The episode ends on the bridge with Yeoman babe asking Pike who would've been his choice for Eve. Number 1 tells her that she's delivered her report and can piss off now, which she does. The Enterprise (although thankfully not the vast majority of the crew) flies off to its next adventure and the familiar theme song plays once again. The end.
I won't lie, I really struggled to get through this. This isn't any Star Trek that I know and love. Quite how they commissioned a series based upon this I'll never know. The characters (apart from the obvious exception of Spock) are so dull and uninspiring. Pike is like Kirk without the hammy and cheesy acting. I want my ham and cheese dammit. Pike is just too damn serious. There's definitely no chemistry between Pike and Spock (as I've said, Spock is all to keen to leave Pike to die at the earliest possible opportunity). The doc is just some old duffer with no personality to speak of. The three women characters are all very weak, serving only as love interests for Pike.
What makes Star Trek proper such a good series is that it doesn't take itself too seriously. And of course the wonderful chemistry between Kirk, Spock and McCoy, which has often been imitated but never bettered. This was just far too serious to the point of being boring. And there was no chemistry at all. Ever. Oh yeah, and at one point Spock actually smiles. And I don't just mean a little wry smile. He does a big old grin and shows his teeth and all. It just looks so wrong. Thankfully when the series proper came along they had Spock's personality (or lack thereof) sorted out.

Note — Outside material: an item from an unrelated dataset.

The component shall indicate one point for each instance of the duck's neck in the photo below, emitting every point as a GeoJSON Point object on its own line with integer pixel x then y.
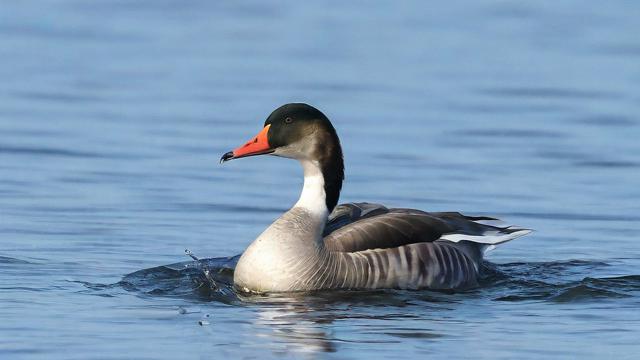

For those Star Trek fans that do watch this (and I recommend that you don't) and you think that Number 1 looks familiar then you'd be right. She is in fact a very young looking Lwaxana Troi. But as I say, I really can't recommend that anyone watch this. Not even die-hard fans of Trek. It will ultimately leave you feeling disappointed and longing for some proper Star Trek. All I can say is thank god they changed the series so much after the pilot, otherwise I doubt we'd be talking about a little thing called Star Trek all these years later.